Dados da Organização Mundial da Saúde (OMS) indicam que 1,1 bilhão de pessoas no mundo podem desenvolver perda auditiva28, além disso, a OMS enfatiza que ações decisivas de prevenção e otimização dos serviços de reabilitação para deficientes auditivos devam ser priorizadas em todos os níveis de atenção29. Corrobora-se para o aumento de deficientes auditivos o envelhecimento populacional30, que está associado ao declínio da função auditiva31. Sendo assim, os achados deste estudo apontam que, atualmente, há maior procura pelos serviços fonoaudiológicos na área auditiva.
A deficiência é conceituada como perda ou anormalidade de estrutura anatômica, da função fisiológica ou psicológica, temporária ou permanente. As consequências que abrangem a comunicação, direta ou indiretamente, são a alteração da linguagem (da fala/escrita) e a da audição (ouvir), além das alterações músculo-esquelética e orgânicas (físicas), que, dependendo da área afetada, podem interferir na motricidade orofacial e/ou na deglutição, assim como a deficiência intelectual32. Destarte, os cuidados fonoaudiológicos são essenciais a essa população, como evidenciado neste estudo, com maior prevalência de acesso ao fonoaudiólogo por deficientes.
Pessoas com deficiência apresentam maior prevalência de doenças crônicas, maior risco de desenvolver doenças secundárias em função da deficiência e maior necessidade de tratamento não resolvida33-35. Relatam também dificuldade de utilização dos serviços de saúde em função das barreiras de acesso e de comunicação36,37. No presente estudo, entretanto, encontrou-se associação entre maior utilização dos serviços e deficiência. Uma possível explicação pode estar relacionada à maior carga de doença e gravidade dos casos aliada à necessidade de tratamento percebida pelas pessoas com deficiência, que influenciam a procura pelos serviços.
O uso regular de serviços de saúde é frequentemente maior entre mulheres do que homens em todas as faixas etárias38. De um modo geral, os problemas de saúde afetam tanto homens como mulheres semelhantemente; entretanto, há maior tendência de procura aos serviços pelas mulheres39, o que pode justificar a maior prevalência de acesso ao fonoaudiólogo encontrado neste estudo.

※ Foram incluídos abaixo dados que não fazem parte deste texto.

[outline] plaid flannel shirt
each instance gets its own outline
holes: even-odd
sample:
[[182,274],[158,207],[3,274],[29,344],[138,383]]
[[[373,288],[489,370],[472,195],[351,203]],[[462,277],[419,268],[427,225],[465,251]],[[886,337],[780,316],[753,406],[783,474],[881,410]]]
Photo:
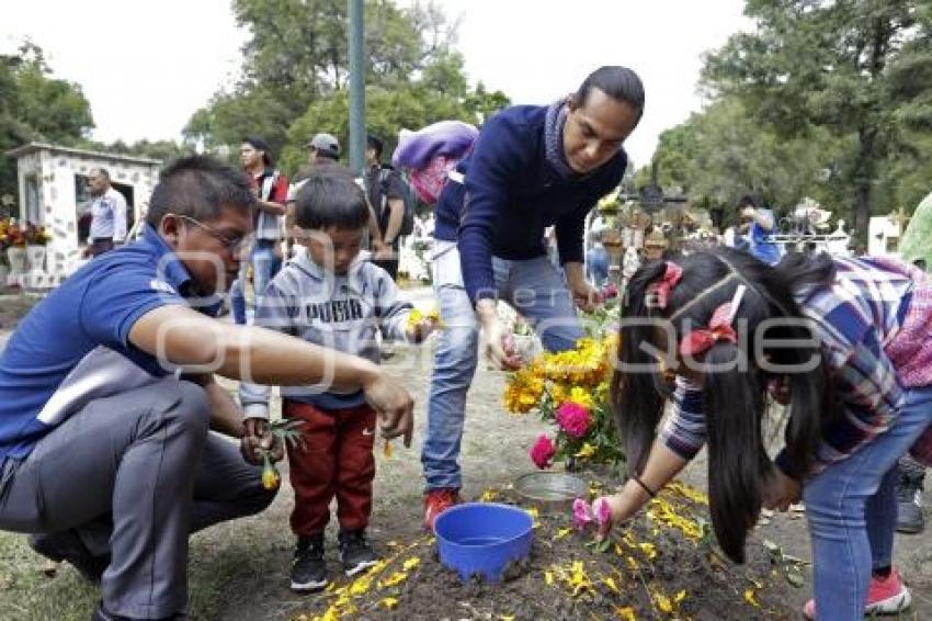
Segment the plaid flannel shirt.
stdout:
[[[894,261],[838,259],[836,266],[830,289],[809,287],[797,295],[822,341],[843,404],[842,415],[823,430],[810,475],[851,455],[896,419],[903,399],[898,373],[903,361],[891,359],[888,350],[896,347],[917,283],[923,294],[930,291],[921,271]],[[932,345],[919,349],[928,353]],[[682,458],[695,456],[705,442],[700,386],[678,377],[672,413],[660,437]],[[784,459],[781,451],[777,465]]]

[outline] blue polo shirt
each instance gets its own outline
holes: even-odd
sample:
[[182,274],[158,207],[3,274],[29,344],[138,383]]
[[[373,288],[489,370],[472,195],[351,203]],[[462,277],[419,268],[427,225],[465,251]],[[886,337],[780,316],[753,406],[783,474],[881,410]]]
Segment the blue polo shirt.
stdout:
[[155,229],[75,272],[20,323],[0,355],[0,464],[29,455],[88,403],[174,370],[129,342],[139,317],[190,305],[191,275]]

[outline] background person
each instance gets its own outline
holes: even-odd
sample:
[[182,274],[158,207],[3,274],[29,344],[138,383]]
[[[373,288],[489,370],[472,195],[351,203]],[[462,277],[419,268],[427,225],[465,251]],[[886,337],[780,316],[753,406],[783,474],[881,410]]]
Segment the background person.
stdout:
[[[95,619],[183,616],[192,531],[262,510],[260,449],[212,373],[362,388],[410,443],[412,402],[375,364],[207,314],[236,276],[255,199],[200,156],[167,167],[143,238],[72,274],[0,355],[0,529],[101,582]],[[241,438],[240,449],[208,428]],[[240,455],[242,453],[242,456]],[[118,616],[118,617],[117,617]]]
[[[310,174],[297,196],[294,237],[307,252],[272,280],[258,324],[336,351],[378,363],[376,331],[393,339],[422,341],[430,320],[409,324],[410,303],[398,297],[388,273],[360,261],[368,225],[365,195],[349,170],[332,166]],[[269,417],[270,391],[243,384],[240,400],[249,417]],[[346,576],[373,566],[377,556],[366,529],[372,512],[376,411],[362,391],[282,388],[283,413],[303,422],[303,447],[288,447],[295,490],[292,531],[297,535],[291,588],[327,586],[323,530],[337,500],[337,537]]]
[[[632,478],[607,497],[612,521],[640,510],[707,439],[709,509],[728,556],[743,561],[761,507],[803,498],[815,574],[806,617],[908,607],[891,567],[896,464],[932,424],[932,282],[893,261],[791,255],[771,268],[705,251],[641,268],[622,316],[636,321],[622,327],[612,391]],[[678,374],[672,395],[651,351]],[[655,371],[623,371],[640,363]],[[769,393],[789,405],[773,461]]]

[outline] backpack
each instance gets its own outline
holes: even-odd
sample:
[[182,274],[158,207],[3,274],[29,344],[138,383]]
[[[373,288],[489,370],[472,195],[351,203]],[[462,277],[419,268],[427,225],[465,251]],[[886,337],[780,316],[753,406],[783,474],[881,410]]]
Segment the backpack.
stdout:
[[[405,179],[405,177],[398,172],[397,170],[393,170],[390,168],[383,168],[378,172],[378,183],[382,187],[382,214],[384,218],[385,215],[385,205],[388,202],[388,180],[389,177],[395,173],[398,176],[398,181],[401,183],[401,200],[405,203],[405,215],[401,218],[401,228],[398,230],[398,237],[404,237],[407,235],[411,235],[414,232],[414,206],[417,205],[417,199],[414,197],[413,191],[411,191],[411,185]],[[385,223],[387,224],[387,219]],[[385,225],[379,223],[383,227],[383,232],[385,229]]]

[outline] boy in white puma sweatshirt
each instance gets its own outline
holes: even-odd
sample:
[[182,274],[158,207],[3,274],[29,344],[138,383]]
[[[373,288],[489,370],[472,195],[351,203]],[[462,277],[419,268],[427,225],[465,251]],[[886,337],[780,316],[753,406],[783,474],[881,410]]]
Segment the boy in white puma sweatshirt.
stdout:
[[[257,307],[255,325],[378,362],[376,330],[388,339],[422,341],[435,327],[411,323],[411,304],[382,268],[360,261],[368,225],[363,190],[349,170],[328,166],[311,173],[295,203],[292,230],[307,252],[285,266],[269,283]],[[266,386],[242,384],[247,418],[269,417]],[[376,413],[363,393],[337,386],[283,387],[282,411],[304,422],[304,447],[288,447],[295,507],[291,526],[297,535],[292,589],[327,586],[323,529],[337,497],[340,558],[348,576],[377,561],[365,529],[372,510]]]

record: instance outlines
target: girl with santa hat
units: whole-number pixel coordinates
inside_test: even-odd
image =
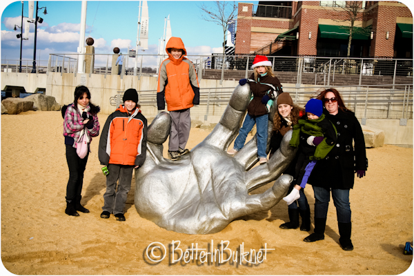
[[[268,114],[273,101],[283,90],[280,81],[273,74],[272,63],[267,57],[256,55],[252,69],[253,73],[250,78],[239,81],[241,86],[248,83],[252,95],[247,107],[246,119],[235,141],[233,148],[229,149],[227,153],[233,155],[240,150],[244,146],[247,135],[256,124],[257,156],[259,163],[262,164],[268,161],[266,149]]]

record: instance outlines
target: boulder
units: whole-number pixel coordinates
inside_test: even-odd
[[[6,108],[6,106],[4,106],[3,103],[1,103],[1,114],[4,113],[7,114],[7,108]]]
[[[33,108],[41,111],[58,111],[60,105],[56,102],[55,97],[46,96],[43,94],[34,94],[24,98],[26,101],[33,102]]]
[[[385,138],[384,130],[366,126],[362,126],[362,127],[366,148],[378,148],[384,146]]]
[[[8,114],[19,114],[33,110],[33,102],[26,99],[7,98],[3,99],[1,103],[7,109]]]

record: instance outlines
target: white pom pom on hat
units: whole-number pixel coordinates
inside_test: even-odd
[[[253,65],[252,65],[252,69],[259,66],[272,67],[272,63],[269,61],[266,57],[256,55],[255,60],[253,61]]]

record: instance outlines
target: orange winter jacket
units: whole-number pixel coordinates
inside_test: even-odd
[[[109,115],[99,140],[102,165],[141,166],[146,155],[147,120],[139,108],[128,116],[124,105]]]
[[[181,49],[184,54],[175,59],[169,48]],[[168,58],[161,64],[157,89],[157,103],[158,110],[165,109],[167,102],[168,111],[181,110],[190,108],[195,104],[199,104],[199,86],[193,63],[184,57],[187,51],[184,43],[179,37],[171,37],[166,52]],[[165,98],[165,101],[164,101]]]

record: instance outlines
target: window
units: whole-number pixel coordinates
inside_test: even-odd
[[[346,1],[321,1],[321,6],[324,7],[346,7]]]

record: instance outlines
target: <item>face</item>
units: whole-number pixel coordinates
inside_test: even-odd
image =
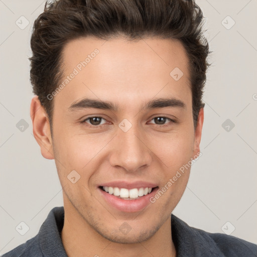
[[[64,83],[52,95],[53,137],[50,151],[41,151],[54,157],[65,211],[111,241],[145,240],[169,220],[190,168],[173,178],[199,151],[203,112],[195,131],[185,50],[175,40],[84,38],[68,43],[63,56]],[[175,67],[183,76],[178,69],[171,76]],[[109,186],[124,188],[123,198],[153,189],[125,200],[103,186],[110,193]]]

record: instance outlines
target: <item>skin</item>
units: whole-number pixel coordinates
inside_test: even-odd
[[[175,256],[170,216],[184,192],[190,169],[154,203],[136,212],[114,209],[97,186],[142,180],[162,188],[200,151],[203,109],[195,131],[186,53],[175,40],[83,38],[64,47],[64,74],[70,74],[95,48],[99,54],[54,98],[53,137],[37,96],[31,105],[35,138],[43,156],[55,159],[63,187],[64,248],[69,257]],[[177,81],[170,75],[176,67],[184,73]],[[140,111],[148,101],[168,96],[183,101],[186,108]],[[118,109],[68,110],[85,97],[111,101]],[[104,119],[98,127],[90,127],[95,124],[90,120],[80,122],[99,115]],[[176,122],[165,119],[167,125],[163,126],[154,118],[162,116]],[[125,133],[118,126],[124,118],[132,124]],[[75,184],[67,178],[73,170],[81,176]],[[132,228],[126,234],[119,230],[124,222]]]

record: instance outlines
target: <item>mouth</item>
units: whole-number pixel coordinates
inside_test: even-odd
[[[140,187],[128,189],[124,188],[108,186],[100,186],[99,187],[102,191],[123,200],[140,199],[145,195],[150,194],[153,190],[158,188],[158,187]]]
[[[124,188],[100,186],[98,192],[111,208],[126,213],[141,211],[151,204],[159,187]]]

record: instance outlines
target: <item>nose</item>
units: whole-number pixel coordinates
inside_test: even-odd
[[[136,125],[133,125],[126,132],[118,128],[109,156],[112,166],[133,172],[150,165],[152,152],[148,147],[146,137],[142,134]]]

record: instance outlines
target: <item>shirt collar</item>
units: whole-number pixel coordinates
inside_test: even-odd
[[[200,229],[190,227],[171,215],[172,236],[177,257],[224,257],[212,239]],[[61,237],[64,221],[63,206],[50,212],[39,232],[40,249],[45,257],[68,257]]]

Este estudo apresenta algumas limitações, entre elas ressalta-se o grande número de recusas, mesmo sendo realizadas entrevistas presenciais, amplamente treinadas, em horários diversos, com possibilidade de agendamentos sob preferência do morador, identificação clara do entrevistador, exposição e explanação do termo de consentimento, no interior dos domicílios, que se deram prioritariamente devido a insegurança e a repressão dos cidadãos diante a violência urbana. Entretanto, este é o único estudo de base populacional encontrado na literatura que evidencia a necessidade e acesso aos cuidados em Fonoaudiologia.
Conclui-se que o acesso ao fonoaudiólogo é mais frequente em consultórios particulares e em consultórios particulares conveniados ao plano de saúde, além disso, há acesso limitado ao fonoaudiólogo nos serviços públicos de saúde. A demanda fonoaudiológica é mais frequente para problemas de audição, seguida dos distúrbios da fala. Por fim, observa-se que as mulheres e os indivíduos com deficiência possuem maior prevalência de utilização do serviço fonoaudiológico.